This is the second post in a series on inflammation. Start with the first post.
People often ask what they can take that is safe and natural to reduce inflammation. Most know that pharmaceutical anti-inflammatories all have undesirable side effects. From wrecking your gut lining to causing heart attacks, none of these meds are free from collateral damage.
When these drugs are used long term, they do not resolve inflammation, at best they mask it. In fact, chronic use of these medications actually makes more inflammation in the long run! So, wanting safe alternatives sure does make sense.
You may have heard that things like fish oil (omega 3 fatty acids) and turmeric (curcumin) are good to take for inflammation. It’s true that these are two excellent natural anti-inflammatories. However, there are caveats to consider:
- They need to be in the right delivery form and at the right dose.
- They work well for certain types of inflammation but there are situations in which they will actually make inflammation worse!
- A natural supplement, just like medications, will only mask the problem if you do not identify and deal with the source of your inflammation.
- Fish oil is not safe to take unless you have adequate glutathione, or it may metabolize into an inflammatory fat! If you don’t know your glutathione or your omega 3 levels from testing, then take glutathione with your fish oil.
Unraveling the source
It’s important to identify the reasons why your inflammation exists in the first place, and then take steps to fix it. In Functional Medicine, we have a “laundry list” of inflammatory triggers we investigate. We want to find out which ones are key players for you. If you lower your triggers then it will be much easier to get your inflammation down.
Here are the most common inflammatory triggers on the laundry list:
- Stress, stress, and more stress! Stress chemistry is highly inflammatory to your body and brain.
- Autoimmune processes that are uncontrolled create a very damaging type of inflammation.
- Food intolerances and dysbiosis rile up gut inflammation. Your gut lining is permeable, so gut inflammation affects your whole body and brain.
- Blood sugar dysregulation, belly fat, insulin resistance all create inflammation.

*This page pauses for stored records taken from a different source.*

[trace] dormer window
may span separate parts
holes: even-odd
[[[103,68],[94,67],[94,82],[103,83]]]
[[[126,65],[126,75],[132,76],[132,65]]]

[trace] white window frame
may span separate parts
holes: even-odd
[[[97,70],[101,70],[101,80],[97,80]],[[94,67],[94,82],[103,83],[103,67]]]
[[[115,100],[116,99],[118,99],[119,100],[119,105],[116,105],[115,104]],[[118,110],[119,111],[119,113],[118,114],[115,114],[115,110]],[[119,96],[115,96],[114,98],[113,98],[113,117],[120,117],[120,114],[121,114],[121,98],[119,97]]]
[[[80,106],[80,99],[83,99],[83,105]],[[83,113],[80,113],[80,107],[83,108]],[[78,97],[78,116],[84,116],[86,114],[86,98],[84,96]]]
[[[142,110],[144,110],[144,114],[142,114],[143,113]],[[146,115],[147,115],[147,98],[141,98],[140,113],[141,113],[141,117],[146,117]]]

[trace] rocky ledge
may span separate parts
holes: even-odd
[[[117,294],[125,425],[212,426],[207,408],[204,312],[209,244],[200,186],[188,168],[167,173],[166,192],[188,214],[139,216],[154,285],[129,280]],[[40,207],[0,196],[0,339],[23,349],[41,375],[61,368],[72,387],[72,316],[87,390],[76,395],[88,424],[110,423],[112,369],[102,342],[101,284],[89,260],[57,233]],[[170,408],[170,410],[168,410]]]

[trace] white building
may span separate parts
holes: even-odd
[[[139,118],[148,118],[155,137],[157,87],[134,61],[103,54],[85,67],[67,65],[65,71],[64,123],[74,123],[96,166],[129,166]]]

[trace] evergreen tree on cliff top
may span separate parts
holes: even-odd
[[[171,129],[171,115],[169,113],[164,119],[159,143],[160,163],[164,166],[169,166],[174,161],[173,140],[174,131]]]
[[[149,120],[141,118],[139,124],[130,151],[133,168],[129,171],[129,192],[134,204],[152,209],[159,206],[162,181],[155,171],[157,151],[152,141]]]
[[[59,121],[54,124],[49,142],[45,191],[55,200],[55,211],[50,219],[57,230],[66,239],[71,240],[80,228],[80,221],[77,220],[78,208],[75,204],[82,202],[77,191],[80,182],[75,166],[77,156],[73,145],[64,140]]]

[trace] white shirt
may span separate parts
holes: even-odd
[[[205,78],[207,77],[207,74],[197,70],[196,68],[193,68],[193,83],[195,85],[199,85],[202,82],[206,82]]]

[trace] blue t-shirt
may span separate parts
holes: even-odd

- Low oxygen, more common than you may realize, happens if you have anemia, apnea, or these other causes.
- Injuries should cause short-term inflammation but sometimes this backfires and becomes chronic.
- Crappy foods are actually inflammatory! This includes sugar and any type of fried food.
- Infections, big and small, create inflammation. This includes temporary colds, flus, and sinus infections. It also includes chronic infections like Epstein Barr, Herpes, hepatitis C, and Lyme.
- Chronic histamine reactions (allergies, hives, rashes) or mast cell activation syndrome (MCAS) create lots of inflammation.
With chronic inflammation, it is always best to go through this checklist. It may feel overwhelming, but if these things are inflaming you, wouldn’t you rather resolve them than use a band-aid approach?
The safe and natural things
There is a myriad of herbs and supplements that put out various types of inflammation. You can use these at the same time as digging out the root causes. However, it’s not appropriate to pile on turmeric or fish oil for all types of inflammation.
It turns out there are different types of inflammation, and now we can identify which type you have, and use the right things to calm it down. We don’t want to stop or suppress your immune system. We want to shift the inflammation pendulum back to balance. Let’s get more of an understanding of the different types, and the next post will dig deeper in.
Get to know your T helper cells
Our understanding of immunology has exploded in recent years, and part of this is what we now know about T helper cells. These cells are part of your adaptive immune system. They start out as undifferentiated “naive” T cells (called CD4 cells), and they can mature into four subsets, pictured here:
Th 1 cells
These deal with tiny pathogens inside your cells. You want a robust Th1 response to deal with any invading microbes that come in and try to take up residence.
Th 2 cells
These deal with larger pathogens outside your cells, like parasitic worms. They also handle allergies, asthma (think mast cells and histamine) and inflammation in what we call “hollow” spaces: lungs, nose, sinus cavities, GI tract, vagina, and bladder.
Th 17 cells
These are all about autoimmune response, and the tissue destruction that goes with it. They also handle fungal and bacterial infections that are outside of your cells.
T-reg cells calm down the inflammation caused by a Th17 response, ideally when it needs calming down.
The project at hand
Balancing your immune system means influencing these constantly changing T helper cells. Balance means the right kind of T helper cells mature, dominate, do their job, and then relax.
The problem is when they miss the signals to relax, and you become stuck in a dominant T helper cell subtype response. This happens with Th 1, Th 2 and Th 17. And, it’s also entirely possible to have this chronic dominance in one part of your body, for example, a Th 2 dominance in your lungs, creating chronic asthma or bronchitis.